2011 Fiscal Year Annual Research Report
肝細胞癌再発関連遺伝子のDNA異常に基づく血液からの再発予測システムの開発
Project/Area Number |
22791284
|
Research Institution | Yamaguchi University |
Principal Investigator |
恒富 亮一 山口大学, 大学院・医学系研究科, 助教 (10420514)
|
Keywords | 癌 |
Research Abstract |
我が国では、肝細胞癌(HCC)の発生主因の一つとされているC型肝炎ウィルス感染者が多数存在しており、HCCに対する新たな診断・治療薬の開発が切望されている。本研究では肝内再発に対する再発予測システムの開発を行う。 1.再発関連遺伝子の同定と検証 前年度に実施したDNAマイクロアレイ解析に加えて、High Coverage Expression Profiling( HiCEP)法により新たに6つの肝細胞癌(HCC)再発関連遺伝子候補を得た。得られた再発関連遺伝子を定量的real-time PCR (qPCR)により検証したところ、1つの再発特異的なup-regulated遺伝子、2つのdown-regulated遺伝子の同定に成功した。これらの遺伝子それぞれの癌部/非癌部発現比は、有意に無再発生存期間と関連していた。 2.再発関連遺伝子のDNA異常の解析 上記1)にて同定した3つの再発関連遺伝子について、プロモーター領域のCpGアイランドの有無を解析し、1つの遺伝子においてCpGアイランドが確認され、これに対するメチル化特異的PCR条件を確立した。 3.cell-freeDNAにおける解析 HCC患者血清より、cell-free DNAの抽出を行った。

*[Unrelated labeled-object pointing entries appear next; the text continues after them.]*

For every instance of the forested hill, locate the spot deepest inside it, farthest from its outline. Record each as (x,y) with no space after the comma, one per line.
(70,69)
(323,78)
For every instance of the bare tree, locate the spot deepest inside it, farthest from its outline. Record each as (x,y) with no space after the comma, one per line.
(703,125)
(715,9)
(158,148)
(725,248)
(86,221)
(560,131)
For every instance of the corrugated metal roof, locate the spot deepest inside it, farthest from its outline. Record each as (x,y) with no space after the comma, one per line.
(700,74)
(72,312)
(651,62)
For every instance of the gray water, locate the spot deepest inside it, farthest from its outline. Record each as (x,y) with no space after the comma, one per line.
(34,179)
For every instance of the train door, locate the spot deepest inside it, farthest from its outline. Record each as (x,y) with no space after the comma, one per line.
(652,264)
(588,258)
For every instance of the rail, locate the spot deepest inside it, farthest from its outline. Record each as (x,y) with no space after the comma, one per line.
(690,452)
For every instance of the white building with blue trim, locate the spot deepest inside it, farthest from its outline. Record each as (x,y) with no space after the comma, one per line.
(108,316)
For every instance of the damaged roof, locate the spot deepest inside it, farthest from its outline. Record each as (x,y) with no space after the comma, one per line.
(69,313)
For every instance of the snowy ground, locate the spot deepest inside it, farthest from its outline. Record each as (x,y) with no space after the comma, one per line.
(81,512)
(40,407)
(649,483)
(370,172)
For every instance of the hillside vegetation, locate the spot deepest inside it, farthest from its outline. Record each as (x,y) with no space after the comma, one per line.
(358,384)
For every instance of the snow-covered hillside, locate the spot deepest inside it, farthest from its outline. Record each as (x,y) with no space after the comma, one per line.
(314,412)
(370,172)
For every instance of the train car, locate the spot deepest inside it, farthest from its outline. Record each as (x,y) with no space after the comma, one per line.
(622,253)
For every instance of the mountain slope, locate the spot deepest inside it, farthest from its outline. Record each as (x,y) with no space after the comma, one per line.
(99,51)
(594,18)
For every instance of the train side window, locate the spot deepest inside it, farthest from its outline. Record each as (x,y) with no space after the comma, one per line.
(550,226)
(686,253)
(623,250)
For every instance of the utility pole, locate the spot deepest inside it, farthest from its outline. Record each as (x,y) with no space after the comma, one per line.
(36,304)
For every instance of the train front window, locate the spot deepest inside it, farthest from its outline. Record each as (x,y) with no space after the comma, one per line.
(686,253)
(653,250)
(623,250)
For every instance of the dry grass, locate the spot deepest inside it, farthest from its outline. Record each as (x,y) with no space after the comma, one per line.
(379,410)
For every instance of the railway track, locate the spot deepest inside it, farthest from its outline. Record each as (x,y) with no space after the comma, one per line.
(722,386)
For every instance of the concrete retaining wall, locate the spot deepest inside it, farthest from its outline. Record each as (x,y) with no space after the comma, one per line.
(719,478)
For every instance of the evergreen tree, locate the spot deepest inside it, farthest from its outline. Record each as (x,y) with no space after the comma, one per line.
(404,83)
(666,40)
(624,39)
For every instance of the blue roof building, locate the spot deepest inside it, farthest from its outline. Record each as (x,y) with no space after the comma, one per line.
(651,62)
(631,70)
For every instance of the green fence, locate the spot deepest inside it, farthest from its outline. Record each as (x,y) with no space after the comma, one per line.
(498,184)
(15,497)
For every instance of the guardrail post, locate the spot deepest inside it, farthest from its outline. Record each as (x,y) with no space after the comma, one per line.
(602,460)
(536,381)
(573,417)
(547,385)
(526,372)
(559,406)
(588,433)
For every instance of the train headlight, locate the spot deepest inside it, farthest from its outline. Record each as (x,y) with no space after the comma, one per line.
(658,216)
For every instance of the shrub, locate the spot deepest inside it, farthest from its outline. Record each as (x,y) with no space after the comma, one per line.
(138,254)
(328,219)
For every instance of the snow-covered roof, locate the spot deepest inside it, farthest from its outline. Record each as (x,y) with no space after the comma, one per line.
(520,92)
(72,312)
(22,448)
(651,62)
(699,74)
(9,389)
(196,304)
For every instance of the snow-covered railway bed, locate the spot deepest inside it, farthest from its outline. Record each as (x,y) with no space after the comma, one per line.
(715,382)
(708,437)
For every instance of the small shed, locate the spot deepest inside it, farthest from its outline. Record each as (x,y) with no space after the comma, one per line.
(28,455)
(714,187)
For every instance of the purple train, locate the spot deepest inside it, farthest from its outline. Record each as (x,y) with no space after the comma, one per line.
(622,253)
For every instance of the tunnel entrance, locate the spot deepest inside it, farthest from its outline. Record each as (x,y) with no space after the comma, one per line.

しかしながら、その収量は予備試験の段階よりも低く、定量的メチル化特異的PCRによる再発予測には、測定標的遺伝子を絞り込む必要が生じた。 4,再発予測システムの構築 血液からの再発予測システム構築には課題が見られたことから、手術標本からの再発予測システムの構築を行った。これまでの研究から同定した再発関連遺伝子も合わせて、合計9遺伝子のmRNA発現レベルから再発予測式を構築した。その結果、その内の5つの遺伝子発現レベルを組み合わせた式は、術後2年以内再発に関してROC曲線下面積0.983を示し、検証サンプルにおいても陽性的中率100%の性能を示した。
|
Current Status of Research Progress |
Current Status of Research Progress
3: Progress in research has been slightly delayed.
Reason
研究成果の特許出願(海外)に関して時間を費やした。また、再発予測システムについて、手術標本からは優れた性能のシステム構築に成功したが、当初目標の血液からのシステム構築には至っていない。これは予備試験から見積もっていた血液中のcell-free DNAよりも本研究における血清からのcell-free DNAの収量が低かった事による。
|
Strategy for Future Research Activity |
再発予測については、手術標本を用いることで達成される。その後の、モニタリングには血液からの予測システムが必要である。手術標本からの再発予測システムの改良と共に、血液中の微量DNAの増幅やmulti-plexな解析方法をさらに検討し、研究を推進する。